While Geralt tempts fate when it comes to Renfri, the force-field at the castle breaks and the soldiers flood inside. As they do, the Queen tells Ciri she needs to choose mercy when the time comes before showing off her siren-like powers and screaming a bloodcurdling cry. Ciri is tasked with finding Geralt and slips away, as those left inside the castle take the noble approach and kill themselves as the city burns around them.

Geralt awakens to find Renfri gone and as he heads into town, he effortlessly fights off the villagers before engaging in a slick sword fight with Renfri. Evenly matched, they trade blows until Geralt gains the upperhand and holds a sword to her throat. He strikes with the killer blow and as she bleeds out, promises the girl in the woods will be with him forever.

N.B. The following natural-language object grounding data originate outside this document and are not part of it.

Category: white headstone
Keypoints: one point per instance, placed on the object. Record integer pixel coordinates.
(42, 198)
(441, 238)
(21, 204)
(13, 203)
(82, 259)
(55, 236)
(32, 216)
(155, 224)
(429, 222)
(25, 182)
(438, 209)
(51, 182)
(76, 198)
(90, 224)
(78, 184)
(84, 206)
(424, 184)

As the episode reaches its climax, Ciri uses her own siren powers to hold off one of the guards as he clutches his skull in pain. It’s so sharp it knocks a stone column down and shatters the earth in half, allowing her to run away. Meanwhile the sorcerer attempts to take Renfri’s body away but Geralt refuses to let him touch her. Believing her power has influenced him, the villagers tell Geralt to leave and as Marilka turns on him too, he leaves whence he came, alone and without Renfri but with her sigil in hand.

The Witcher gets off to a good start here, one that effectively introduces our characters and the world. Between the monster hunting at the beginning and the way Geralt is vilified by the villagers, The Witcher does a wonderful job capturing the essence of this character. The high production design and impressive choreography helps too, especially the climactic sword fight at the end which will undoubtedly be a big talking point in this series.

Inevitably, comparisons to Game Of Thrones will persist and it doesn’t help that the scene involving the queen jumping out the window is a little too similar to Game Of Thrones’ iconic segment depicting the same thing. Having said that, the visual effects and general cinematography of the show are very good and there’s certainly enough here to pique your interest for the episodes ahead.